Tracking #: 3045-4259

Beyza Yaman
Kevin Thompson
Fergus Fahey
Rob Brennan

Responsible editor: 
Guest Editors SW for Industrial Engineering 2022

Submission type: 
Application Report
This work describes the application of semantic web standards to data quality governance in the architectural, engineering, and construction (AEC) domain for Ordnance Survey Ireland (OSi). It illustrates an approach based on establishing a unified knowledge graph for data quality measurements across a complex, quality-centric data production pipeline. It provides a series of new mappings between semantic models of the heterogeneous data quality standards applied by different tools and business units. The overall scope of this work is to improve the quality and service outcomes of an organization while conforming to the standards and supporting good decision-making through enabling an end-to-end data governance approach. Current industrial practice tends towards stove-piped, vendor-specific and domain-dependent tools to process data quality observations however there is a lack of open techniques and methodologies for combining quality measurements derived from different data quality standards to provide end-to-end data quality reporting, root cause analysis or visualization. This work demonstrated that it is effective to use a knowledge graph and semantic web standards to unify distributed data quality monitoring in an organization and present the results in an end-to-end data dashboard in a data quality standards agnostic fashion for the Ordnance Survey Ireland data publishing pipeline. This paper provides the first comprehensive mapping of standardized generic information systems data quality dimensions and geospatial data quality dimensions into a unified semantic model of data quality.
Full PDF Version: 

Major Revision

Solicited Reviews:
Click to Expand/Collapse
Review #1
By Umutcan Simsek submitted on 18/Apr/2022
Minor Revision
Review Comment:

The paper reports on an approach and an application for building a knowledge graph for quality assessment results.

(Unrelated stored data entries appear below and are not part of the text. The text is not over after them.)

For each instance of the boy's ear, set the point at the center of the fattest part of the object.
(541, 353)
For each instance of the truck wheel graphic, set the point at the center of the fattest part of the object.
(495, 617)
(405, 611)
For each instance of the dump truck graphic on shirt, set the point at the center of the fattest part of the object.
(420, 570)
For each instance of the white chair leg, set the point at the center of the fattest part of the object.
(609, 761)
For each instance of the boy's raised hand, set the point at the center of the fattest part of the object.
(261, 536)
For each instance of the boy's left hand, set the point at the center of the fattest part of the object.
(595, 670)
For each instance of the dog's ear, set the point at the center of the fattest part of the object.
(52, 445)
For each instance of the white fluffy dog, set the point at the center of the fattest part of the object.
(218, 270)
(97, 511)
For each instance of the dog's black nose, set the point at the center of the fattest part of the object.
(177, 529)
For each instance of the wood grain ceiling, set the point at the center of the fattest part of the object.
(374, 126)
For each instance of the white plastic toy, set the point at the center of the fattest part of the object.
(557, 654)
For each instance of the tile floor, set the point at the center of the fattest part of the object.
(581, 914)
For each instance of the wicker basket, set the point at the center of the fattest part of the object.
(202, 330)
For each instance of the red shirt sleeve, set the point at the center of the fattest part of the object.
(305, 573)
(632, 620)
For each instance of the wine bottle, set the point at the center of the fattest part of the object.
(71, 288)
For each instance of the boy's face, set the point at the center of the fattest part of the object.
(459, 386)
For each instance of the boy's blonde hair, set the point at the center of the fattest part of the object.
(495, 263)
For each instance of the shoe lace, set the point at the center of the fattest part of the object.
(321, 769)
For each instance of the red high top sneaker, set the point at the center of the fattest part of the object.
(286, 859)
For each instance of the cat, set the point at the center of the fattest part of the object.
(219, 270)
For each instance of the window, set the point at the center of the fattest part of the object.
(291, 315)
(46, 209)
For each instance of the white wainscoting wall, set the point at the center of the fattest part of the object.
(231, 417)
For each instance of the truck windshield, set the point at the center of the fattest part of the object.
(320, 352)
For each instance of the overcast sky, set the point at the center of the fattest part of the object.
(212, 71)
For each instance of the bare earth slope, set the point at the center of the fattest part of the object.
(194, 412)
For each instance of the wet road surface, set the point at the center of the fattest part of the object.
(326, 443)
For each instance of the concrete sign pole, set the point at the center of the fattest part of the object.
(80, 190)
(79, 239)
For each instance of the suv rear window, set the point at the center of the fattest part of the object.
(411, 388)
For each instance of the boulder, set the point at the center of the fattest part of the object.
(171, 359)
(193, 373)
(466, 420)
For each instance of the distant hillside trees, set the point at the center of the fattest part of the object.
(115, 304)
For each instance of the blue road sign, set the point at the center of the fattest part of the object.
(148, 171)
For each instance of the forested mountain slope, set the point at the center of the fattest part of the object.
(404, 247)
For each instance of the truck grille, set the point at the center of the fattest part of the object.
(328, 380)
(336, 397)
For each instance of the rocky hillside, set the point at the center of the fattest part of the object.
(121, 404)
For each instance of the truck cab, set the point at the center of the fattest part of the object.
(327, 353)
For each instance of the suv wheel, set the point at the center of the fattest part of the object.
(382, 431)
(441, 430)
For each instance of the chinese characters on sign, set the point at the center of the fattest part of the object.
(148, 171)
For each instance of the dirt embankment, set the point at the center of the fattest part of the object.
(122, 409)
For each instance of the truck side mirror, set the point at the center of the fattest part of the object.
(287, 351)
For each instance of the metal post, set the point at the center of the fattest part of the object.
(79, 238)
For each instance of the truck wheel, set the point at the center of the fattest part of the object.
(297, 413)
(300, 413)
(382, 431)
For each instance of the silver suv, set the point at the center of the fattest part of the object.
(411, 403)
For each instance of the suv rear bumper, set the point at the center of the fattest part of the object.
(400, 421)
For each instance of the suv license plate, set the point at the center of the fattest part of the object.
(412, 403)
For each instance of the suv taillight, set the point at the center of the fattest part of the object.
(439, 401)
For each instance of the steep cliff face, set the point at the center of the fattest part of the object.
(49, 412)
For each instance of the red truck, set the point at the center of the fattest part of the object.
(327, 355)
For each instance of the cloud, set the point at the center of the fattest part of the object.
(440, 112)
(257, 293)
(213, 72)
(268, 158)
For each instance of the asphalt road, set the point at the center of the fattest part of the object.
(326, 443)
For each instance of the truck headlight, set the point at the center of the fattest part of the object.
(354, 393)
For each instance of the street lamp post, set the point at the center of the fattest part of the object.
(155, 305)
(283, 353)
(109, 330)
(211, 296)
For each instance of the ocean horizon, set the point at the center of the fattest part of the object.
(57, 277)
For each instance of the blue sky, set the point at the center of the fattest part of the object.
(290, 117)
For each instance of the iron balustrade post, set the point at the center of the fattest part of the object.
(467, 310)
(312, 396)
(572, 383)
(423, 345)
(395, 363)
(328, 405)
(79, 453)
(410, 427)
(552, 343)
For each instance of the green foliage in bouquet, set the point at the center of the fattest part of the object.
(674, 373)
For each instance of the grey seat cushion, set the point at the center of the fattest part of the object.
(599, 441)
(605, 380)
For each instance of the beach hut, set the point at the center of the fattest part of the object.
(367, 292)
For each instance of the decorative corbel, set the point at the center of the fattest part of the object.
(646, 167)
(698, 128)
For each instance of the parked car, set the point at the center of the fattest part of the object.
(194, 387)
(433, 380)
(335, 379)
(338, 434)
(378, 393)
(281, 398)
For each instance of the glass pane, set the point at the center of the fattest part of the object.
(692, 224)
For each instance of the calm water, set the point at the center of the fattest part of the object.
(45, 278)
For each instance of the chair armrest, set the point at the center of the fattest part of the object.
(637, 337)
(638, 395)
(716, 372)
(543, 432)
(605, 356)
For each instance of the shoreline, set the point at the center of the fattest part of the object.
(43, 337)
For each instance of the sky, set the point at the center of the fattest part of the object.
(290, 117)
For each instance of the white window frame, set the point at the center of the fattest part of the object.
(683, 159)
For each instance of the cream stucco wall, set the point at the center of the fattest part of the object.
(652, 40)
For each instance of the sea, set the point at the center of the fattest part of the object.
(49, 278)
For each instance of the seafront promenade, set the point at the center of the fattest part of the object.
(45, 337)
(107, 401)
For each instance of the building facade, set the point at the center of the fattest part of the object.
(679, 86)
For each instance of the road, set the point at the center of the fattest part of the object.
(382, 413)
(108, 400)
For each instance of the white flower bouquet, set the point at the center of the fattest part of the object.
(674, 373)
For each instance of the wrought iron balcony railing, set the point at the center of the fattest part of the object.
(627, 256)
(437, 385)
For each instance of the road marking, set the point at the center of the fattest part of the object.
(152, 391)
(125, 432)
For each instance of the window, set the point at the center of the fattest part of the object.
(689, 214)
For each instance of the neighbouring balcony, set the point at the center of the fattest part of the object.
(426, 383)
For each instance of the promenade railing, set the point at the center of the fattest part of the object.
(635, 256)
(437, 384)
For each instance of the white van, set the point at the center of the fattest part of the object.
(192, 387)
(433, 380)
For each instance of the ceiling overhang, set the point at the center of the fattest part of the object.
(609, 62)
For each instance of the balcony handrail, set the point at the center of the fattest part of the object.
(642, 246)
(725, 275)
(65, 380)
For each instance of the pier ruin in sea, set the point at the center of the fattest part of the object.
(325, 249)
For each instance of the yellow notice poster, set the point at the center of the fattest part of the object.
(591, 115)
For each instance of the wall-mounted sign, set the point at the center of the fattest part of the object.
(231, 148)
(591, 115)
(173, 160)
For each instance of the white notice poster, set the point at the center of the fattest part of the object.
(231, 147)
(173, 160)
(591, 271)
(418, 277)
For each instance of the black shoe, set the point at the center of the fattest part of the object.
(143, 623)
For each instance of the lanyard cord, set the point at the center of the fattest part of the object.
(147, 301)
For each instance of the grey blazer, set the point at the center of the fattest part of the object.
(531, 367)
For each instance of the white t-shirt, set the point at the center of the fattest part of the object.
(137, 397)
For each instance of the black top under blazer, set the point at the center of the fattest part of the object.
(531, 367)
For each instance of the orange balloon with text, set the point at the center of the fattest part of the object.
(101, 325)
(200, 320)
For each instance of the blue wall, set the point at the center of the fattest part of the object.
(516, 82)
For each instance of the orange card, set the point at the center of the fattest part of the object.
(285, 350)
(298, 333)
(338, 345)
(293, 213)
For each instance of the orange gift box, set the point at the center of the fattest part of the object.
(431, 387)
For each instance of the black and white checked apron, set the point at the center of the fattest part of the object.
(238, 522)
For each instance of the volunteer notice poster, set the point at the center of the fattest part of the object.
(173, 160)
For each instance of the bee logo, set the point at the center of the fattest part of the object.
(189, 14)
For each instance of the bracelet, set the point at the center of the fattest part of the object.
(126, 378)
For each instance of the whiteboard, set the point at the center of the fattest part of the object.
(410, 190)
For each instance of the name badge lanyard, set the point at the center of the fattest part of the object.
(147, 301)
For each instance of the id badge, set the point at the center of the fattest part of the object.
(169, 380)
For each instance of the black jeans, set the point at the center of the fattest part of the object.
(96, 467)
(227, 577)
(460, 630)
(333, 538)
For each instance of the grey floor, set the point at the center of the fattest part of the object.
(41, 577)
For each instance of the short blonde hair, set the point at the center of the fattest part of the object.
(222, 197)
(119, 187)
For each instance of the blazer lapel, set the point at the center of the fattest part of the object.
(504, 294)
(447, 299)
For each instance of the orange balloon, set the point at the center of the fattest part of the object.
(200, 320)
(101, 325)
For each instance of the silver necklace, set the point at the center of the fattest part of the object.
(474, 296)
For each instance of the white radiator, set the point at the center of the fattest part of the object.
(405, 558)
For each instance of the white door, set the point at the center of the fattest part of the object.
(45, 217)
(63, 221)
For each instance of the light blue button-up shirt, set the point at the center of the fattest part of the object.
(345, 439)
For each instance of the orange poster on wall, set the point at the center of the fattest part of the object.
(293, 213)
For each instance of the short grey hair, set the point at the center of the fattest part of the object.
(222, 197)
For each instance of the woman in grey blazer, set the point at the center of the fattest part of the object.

The knowledge graph mainly focuses on the harmonization of different quality assessment standards and enable stakeholders involved with geospatial data to have a better overview of the data quality from the perspective of different metadata standards.
I find the paper overall very good. The motivation and the potential impact is supported with reasonable arguments and evaluated to provide sufficient evidence. The resources are published on GitHub and appear to be complete. The only significant criticism I would have to this paper is that it goes beyond an application report, which causes that the arguments about the actual impact of the application to remain rather superficial.
The abstract and introduction gives the impression that the paper is mostly about harmonizing different metadata standards for quality and provide data lineage to observe the change in data quality throughout a pipeline to help decision making. It becomes only quite later clear, that the approach also involves introduction of new metrics, which is not motivated as good as the need for the harmonization of the metadata standards. In the evaluation, even though I understand the qualitative discussion regarding the newly introduced metrics, the evaluation of existing datasets in 5.2 does not really serve to the purpose of this paper. The discussion about how the application is perceived by the stakeholders and whether the application answered the question in introduction and requirements stated in Section 2 is somehow hidden in the lessons learned section. To summarize, I have the following revision suggestions:
- better motivate the introduction of new metrics, if these are a core piece of the approach
- Give more details about how the feedback obtained from the OSi members and discuss the application in the scope of the collected requirements.
- also on a more of a side note: the subsumption relationship between Complete and Completeness dimensions from two different standards can be explained a bit better. From the definitions, it is not necessarily clear that Complete is narrower. (I guess 1:1 match does not require all attributes to appear on each instance?)
Other than that I have some even more minor comments regarding the clarity and presentation:
- The OSi acronym is introduced arbitrarily, it is already used in the introduction, then introduced in Section 2 twice.
- Section 3 is more written in a literature review / related work fashion. Maybe renaming it makes sense.
- page 1 line 47: has -> have, line 48: role *in* the way
- page 5 line 39: Amrapali et al -> Zaveri et al
- footnote 14 seems to be left there to be converted into a citation one day :)
- 4.1 is not really a step in the approach but more of an overview. the actual description of the technical architecture starts from 4.2, which may be a bit confusing.
- page 9 line 28: Listing 4 -> Listing 3
- page 10 line 29: level level
- page 11 line 28: narrow -> narrower
- I am not sure if Figure 6 is cross-referenced anywhere in the paper

Review #2
Anonymous submitted on 20/May/2022
Minor Revision
Review Comment:

# General comments

This paper presents an application report where Semantic technologies are used to create a quality assessment framework for geospatial data, taking into account multiple (geospatial) quality standards. It provides semantic definitions and interlinking of concepts for multiple quality standards, which enables quality assessment from multiple perspectives. The work is motivated by the geospatial data publishing pipeline use case, that takes place at the Ordnance Survey Ireland (OSi) organization, and builds upon it to enrich data transformation processes with richer and more granular quality assessments at different data life-cycle stages.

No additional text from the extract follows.